Trump: Cohen's cooperation with prosecutors 'almost ought to be illegal'
President Trump continues to fume over the betrayal by his former lawyer, Michael Cohen, with the president suggesting Cohen’s cooperation with prosecutors should be illegal.
“It’s called flipping, and it almost ought to be illegal,” Trump told “Fox & Friends” co-host Ainsley Earhardt in an interview that aired Wednesday. “They make up things, and now they go from 10 years [in jail] to they’re a national hero. They have a statue erected in their honor. It’s not a fair thing, but that’s why he did it.”
Cohen pleaded guilty to eight charges, including violating campaign-finance laws by making hush-money payments to two women who claimed to have had affairs with Trump. Cohen acknowledged that the payments were meant to influence the 2016 election by keeping the allegations out of the news, and that they were made “in coordination with and at the direction of a candidate for federal office,” referring to then-candidate Trump.
“He makes a better deal when he uses me, like everybody else,” the president said. “This whole thing about flipping, they call it, I know all about flipping. For 30, 40 years I’ve been watching flippers. Everything’s wonderful and then they get 10 years in jail and they — they flip on whoever the next highest one is, or as high as you can go. It — it almost ought to be outlawed.”
A pardon for Manafort?
Trump would not say whether he is considering a pardon for his former campaign manager, Paul Manafort, who was found guilty Tuesday on eight counts of tax and bank fraud in a case brought against him by special counsel Robert Mueller.
“I have great respect for what he’s done in terms of what he’s going through,” Trump said of Manafort. “I would say what he did, some of the charges they threw against him, every consultant, every lobbyist in Washington probably does.”
The president also complained of the way federal agents carried out a search warrant on Manafort.
“They raid his home at like five in the morning,” Trump said. “I think on a weekend and his wife is in bed. And they go in with guns. This isn’t Al Capone.”
‘I always put justice now with quotes’
Trump renewed his criticism of Attorney General Jeff Sessions, who recused himself from Mueller’s investigation into the Trump campaign’s contacts with Russia shortly after he was appointed attorney general.
“Jeff Sessions recused himself, which he shouldn’t have done. Or he should have told me,” Trump said. “Even my enemies say that Jeff Sessions should have told you that he was going to recuse himself and then you wouldn’t have put him in. He took the job and then he said I’m going to recuse myself. I said, ‘What kind of a man is this?’”
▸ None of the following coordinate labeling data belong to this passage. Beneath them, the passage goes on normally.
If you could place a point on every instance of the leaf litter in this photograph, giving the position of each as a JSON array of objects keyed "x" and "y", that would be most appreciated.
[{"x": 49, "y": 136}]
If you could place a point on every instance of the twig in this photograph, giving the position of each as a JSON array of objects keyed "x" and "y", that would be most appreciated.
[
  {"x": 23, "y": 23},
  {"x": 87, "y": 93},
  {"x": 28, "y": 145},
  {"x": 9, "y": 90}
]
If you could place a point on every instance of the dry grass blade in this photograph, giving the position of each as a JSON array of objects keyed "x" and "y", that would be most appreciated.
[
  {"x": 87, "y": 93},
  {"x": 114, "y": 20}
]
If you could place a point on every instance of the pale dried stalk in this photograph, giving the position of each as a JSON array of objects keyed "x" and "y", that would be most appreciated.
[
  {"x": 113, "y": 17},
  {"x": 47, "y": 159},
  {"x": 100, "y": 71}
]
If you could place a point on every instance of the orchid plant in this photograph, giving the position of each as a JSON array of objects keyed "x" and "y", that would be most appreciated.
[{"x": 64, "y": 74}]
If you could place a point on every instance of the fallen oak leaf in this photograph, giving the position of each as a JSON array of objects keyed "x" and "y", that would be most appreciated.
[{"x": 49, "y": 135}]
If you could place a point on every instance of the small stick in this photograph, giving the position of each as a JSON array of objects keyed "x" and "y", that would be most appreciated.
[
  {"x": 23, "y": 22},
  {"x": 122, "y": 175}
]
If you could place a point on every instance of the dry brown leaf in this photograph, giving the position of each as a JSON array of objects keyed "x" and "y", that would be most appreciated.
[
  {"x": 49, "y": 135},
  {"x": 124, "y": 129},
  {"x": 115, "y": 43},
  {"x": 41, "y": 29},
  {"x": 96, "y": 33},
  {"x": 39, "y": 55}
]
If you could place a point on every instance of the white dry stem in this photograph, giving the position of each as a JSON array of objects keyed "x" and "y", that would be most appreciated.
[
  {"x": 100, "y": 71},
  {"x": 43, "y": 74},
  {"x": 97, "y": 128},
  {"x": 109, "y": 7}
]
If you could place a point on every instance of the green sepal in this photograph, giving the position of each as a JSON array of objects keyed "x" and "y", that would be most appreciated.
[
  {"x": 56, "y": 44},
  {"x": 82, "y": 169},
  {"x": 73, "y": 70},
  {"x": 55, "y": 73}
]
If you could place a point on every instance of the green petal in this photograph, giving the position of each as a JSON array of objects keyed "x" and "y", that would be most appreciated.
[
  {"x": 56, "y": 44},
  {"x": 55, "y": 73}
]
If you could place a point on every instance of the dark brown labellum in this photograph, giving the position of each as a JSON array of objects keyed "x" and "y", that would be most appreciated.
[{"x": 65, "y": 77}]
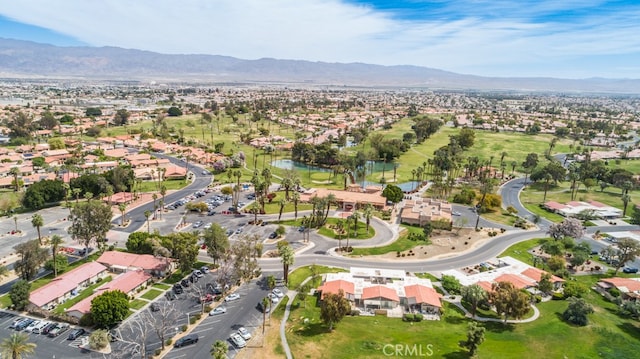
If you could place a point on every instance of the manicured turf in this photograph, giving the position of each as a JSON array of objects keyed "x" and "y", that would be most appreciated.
[
  {"x": 151, "y": 294},
  {"x": 401, "y": 244},
  {"x": 137, "y": 304}
]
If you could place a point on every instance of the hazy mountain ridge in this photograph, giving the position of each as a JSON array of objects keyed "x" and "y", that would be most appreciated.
[{"x": 23, "y": 58}]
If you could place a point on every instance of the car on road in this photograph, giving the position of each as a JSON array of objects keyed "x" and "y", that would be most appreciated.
[
  {"x": 277, "y": 292},
  {"x": 177, "y": 288},
  {"x": 186, "y": 340},
  {"x": 244, "y": 333},
  {"x": 218, "y": 310},
  {"x": 75, "y": 334},
  {"x": 238, "y": 341}
]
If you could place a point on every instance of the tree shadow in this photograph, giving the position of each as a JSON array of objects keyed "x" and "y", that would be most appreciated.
[
  {"x": 499, "y": 327},
  {"x": 461, "y": 354}
]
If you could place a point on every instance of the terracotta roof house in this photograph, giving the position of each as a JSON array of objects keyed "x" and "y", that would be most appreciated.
[
  {"x": 424, "y": 210},
  {"x": 119, "y": 262},
  {"x": 381, "y": 297},
  {"x": 66, "y": 285},
  {"x": 127, "y": 283}
]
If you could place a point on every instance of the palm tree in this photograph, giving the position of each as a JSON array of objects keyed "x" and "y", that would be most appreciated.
[
  {"x": 367, "y": 213},
  {"x": 219, "y": 350},
  {"x": 265, "y": 302},
  {"x": 123, "y": 208},
  {"x": 14, "y": 171},
  {"x": 625, "y": 201},
  {"x": 147, "y": 214},
  {"x": 17, "y": 346},
  {"x": 37, "y": 221},
  {"x": 55, "y": 241},
  {"x": 474, "y": 294}
]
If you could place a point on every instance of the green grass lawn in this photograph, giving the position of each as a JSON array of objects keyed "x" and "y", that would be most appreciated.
[
  {"x": 300, "y": 274},
  {"x": 82, "y": 295},
  {"x": 152, "y": 186},
  {"x": 137, "y": 304},
  {"x": 403, "y": 243},
  {"x": 151, "y": 294}
]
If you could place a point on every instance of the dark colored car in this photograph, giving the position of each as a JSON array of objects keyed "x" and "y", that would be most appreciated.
[
  {"x": 177, "y": 288},
  {"x": 186, "y": 340},
  {"x": 75, "y": 334}
]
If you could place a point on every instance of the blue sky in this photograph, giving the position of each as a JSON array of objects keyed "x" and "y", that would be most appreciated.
[{"x": 559, "y": 38}]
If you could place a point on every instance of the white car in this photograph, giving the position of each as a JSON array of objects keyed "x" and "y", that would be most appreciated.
[
  {"x": 238, "y": 341},
  {"x": 277, "y": 292},
  {"x": 218, "y": 310},
  {"x": 273, "y": 297},
  {"x": 244, "y": 333}
]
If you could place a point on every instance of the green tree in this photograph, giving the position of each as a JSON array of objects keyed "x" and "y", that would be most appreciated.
[
  {"x": 545, "y": 285},
  {"x": 37, "y": 222},
  {"x": 32, "y": 256},
  {"x": 474, "y": 295},
  {"x": 17, "y": 346},
  {"x": 90, "y": 222},
  {"x": 219, "y": 349},
  {"x": 217, "y": 242},
  {"x": 109, "y": 308},
  {"x": 393, "y": 193},
  {"x": 98, "y": 339},
  {"x": 509, "y": 301},
  {"x": 183, "y": 247},
  {"x": 475, "y": 337},
  {"x": 287, "y": 256},
  {"x": 333, "y": 308},
  {"x": 19, "y": 294},
  {"x": 577, "y": 311}
]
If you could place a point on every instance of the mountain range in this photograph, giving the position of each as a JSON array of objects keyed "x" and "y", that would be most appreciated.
[{"x": 24, "y": 59}]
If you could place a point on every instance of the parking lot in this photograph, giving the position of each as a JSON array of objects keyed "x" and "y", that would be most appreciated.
[{"x": 48, "y": 347}]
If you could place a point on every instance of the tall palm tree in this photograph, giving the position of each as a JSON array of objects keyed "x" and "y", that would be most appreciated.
[
  {"x": 367, "y": 213},
  {"x": 37, "y": 222},
  {"x": 17, "y": 346},
  {"x": 147, "y": 214},
  {"x": 219, "y": 350}
]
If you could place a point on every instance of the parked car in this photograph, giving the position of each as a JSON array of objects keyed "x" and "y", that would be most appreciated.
[
  {"x": 186, "y": 340},
  {"x": 75, "y": 334},
  {"x": 277, "y": 292},
  {"x": 238, "y": 341},
  {"x": 59, "y": 329},
  {"x": 244, "y": 333},
  {"x": 177, "y": 288},
  {"x": 218, "y": 310}
]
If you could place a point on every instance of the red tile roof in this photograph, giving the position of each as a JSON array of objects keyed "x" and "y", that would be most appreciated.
[
  {"x": 335, "y": 286},
  {"x": 517, "y": 281},
  {"x": 423, "y": 295},
  {"x": 379, "y": 291},
  {"x": 130, "y": 260},
  {"x": 65, "y": 283}
]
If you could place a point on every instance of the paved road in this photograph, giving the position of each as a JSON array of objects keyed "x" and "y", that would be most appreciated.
[{"x": 136, "y": 215}]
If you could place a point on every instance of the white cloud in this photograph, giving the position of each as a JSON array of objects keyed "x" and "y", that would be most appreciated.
[{"x": 335, "y": 31}]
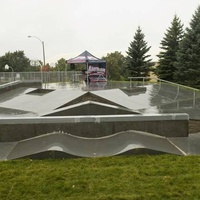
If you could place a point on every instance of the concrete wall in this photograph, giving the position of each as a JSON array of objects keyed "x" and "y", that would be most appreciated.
[
  {"x": 168, "y": 125},
  {"x": 16, "y": 84}
]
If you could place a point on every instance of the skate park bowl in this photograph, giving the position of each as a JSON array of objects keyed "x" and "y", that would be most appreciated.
[{"x": 77, "y": 120}]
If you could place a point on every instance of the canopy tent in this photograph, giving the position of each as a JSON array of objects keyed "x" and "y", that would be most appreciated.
[
  {"x": 85, "y": 57},
  {"x": 93, "y": 65}
]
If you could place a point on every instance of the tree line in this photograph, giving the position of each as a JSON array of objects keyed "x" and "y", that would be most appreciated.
[{"x": 178, "y": 60}]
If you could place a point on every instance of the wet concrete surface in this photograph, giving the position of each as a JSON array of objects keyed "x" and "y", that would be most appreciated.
[{"x": 154, "y": 99}]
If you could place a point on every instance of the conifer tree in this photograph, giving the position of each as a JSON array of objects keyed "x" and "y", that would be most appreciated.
[
  {"x": 170, "y": 45},
  {"x": 188, "y": 65},
  {"x": 138, "y": 63}
]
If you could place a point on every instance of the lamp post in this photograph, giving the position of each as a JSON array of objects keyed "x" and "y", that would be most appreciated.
[
  {"x": 7, "y": 67},
  {"x": 42, "y": 50}
]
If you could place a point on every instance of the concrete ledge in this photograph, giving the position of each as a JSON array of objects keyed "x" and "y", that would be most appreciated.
[
  {"x": 16, "y": 84},
  {"x": 93, "y": 118},
  {"x": 167, "y": 125}
]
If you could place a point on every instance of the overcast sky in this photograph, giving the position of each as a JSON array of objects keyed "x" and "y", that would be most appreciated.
[{"x": 68, "y": 27}]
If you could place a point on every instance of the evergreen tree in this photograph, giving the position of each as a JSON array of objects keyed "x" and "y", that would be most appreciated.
[
  {"x": 188, "y": 65},
  {"x": 137, "y": 60},
  {"x": 170, "y": 45},
  {"x": 17, "y": 60},
  {"x": 116, "y": 63}
]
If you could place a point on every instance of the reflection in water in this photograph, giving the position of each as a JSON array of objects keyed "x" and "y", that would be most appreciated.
[{"x": 151, "y": 98}]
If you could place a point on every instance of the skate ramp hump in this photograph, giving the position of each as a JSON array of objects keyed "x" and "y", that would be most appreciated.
[{"x": 117, "y": 144}]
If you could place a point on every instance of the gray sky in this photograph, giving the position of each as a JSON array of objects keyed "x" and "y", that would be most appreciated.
[{"x": 68, "y": 27}]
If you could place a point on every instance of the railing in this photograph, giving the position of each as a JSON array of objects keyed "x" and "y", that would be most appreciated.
[
  {"x": 176, "y": 88},
  {"x": 44, "y": 77}
]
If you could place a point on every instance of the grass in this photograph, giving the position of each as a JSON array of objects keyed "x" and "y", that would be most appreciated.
[{"x": 113, "y": 178}]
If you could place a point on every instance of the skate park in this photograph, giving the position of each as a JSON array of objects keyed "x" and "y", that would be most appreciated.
[{"x": 78, "y": 120}]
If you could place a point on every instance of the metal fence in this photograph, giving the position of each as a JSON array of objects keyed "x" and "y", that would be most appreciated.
[{"x": 44, "y": 77}]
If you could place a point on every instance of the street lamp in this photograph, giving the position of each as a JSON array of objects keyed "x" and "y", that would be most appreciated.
[
  {"x": 43, "y": 53},
  {"x": 42, "y": 47},
  {"x": 7, "y": 67}
]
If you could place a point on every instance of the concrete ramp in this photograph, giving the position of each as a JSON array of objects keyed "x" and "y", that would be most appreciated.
[{"x": 117, "y": 144}]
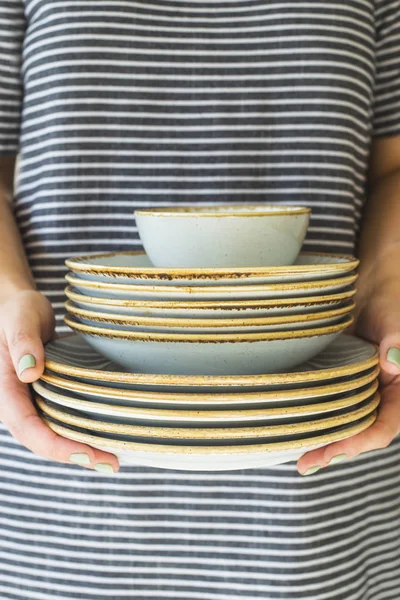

Trump said the “only reason” gave Sessions the nation’s top law enforcement officer post was because he worked on the president’s campaign and was the first sitting senator to endorse him.
“You know the only reason I gave him the job,” Trump said. “Because I felt loyalty. He was an original supporter.”
Trump said he wants to stay “uninvolved” with Mueller’s probe, but that he may act because of what he sees as bias at the Justice Department against him.
“Everybody see’s what going on in the Justice Department,” Trump said. “I always put justice now with quotes. It’s a very, very sad day.”
‘Later on I knew’
In a portion of the “Fox & Friends” interview that aired Wednesday afternoon, Trump said he knew “later on” about Cohen’s payments to women alleging they had affairs with him. He didn’t specify when he found out, but as recently as April he claimed to a reporter aboard Air Force One that he knew nothing about them.
“You’ll have to ask Michael Cohen,” he said at the time.
The president also insisted the payments to his alleged paramours did not constitute a campaign finance violation because “they didn’t come out of the campaign, they came from me.”
“In fact, my first question when I heard about it was did they come out of the campaign because that could be a little dicey,” Trump said. “But they weren’t — that’s not a — it’s not even a campaign violation.”
Trump’s rationale is disputed by most legal experts and the president’s own Justice Department, which brought the charges against Cohen.
Impeachment talk
That Trump has been implicated in a federal crime has a few Democrats calling for the president’s impeachment regardless of the conclusions of Mueller’s ongoing Russia probe.
Trump said his outstanding record in office should make him immune to impeachment.
“I don’t know how you can impeach somebody who’s done a great job,” he said. “I tell you what, if I ever got impeached, I think the market would crash, I think everybody would be very poor, because without this thinking, you would see, you would see numbers that you wouldn’t believe in reverse.” Wall Street experts told Yahoo Finance that they aren’t convinced an impeachment would derail markets.
When asked to grade his presidency, Trump didn’t hesitate.
“I would honestly give myself an A+,” he said.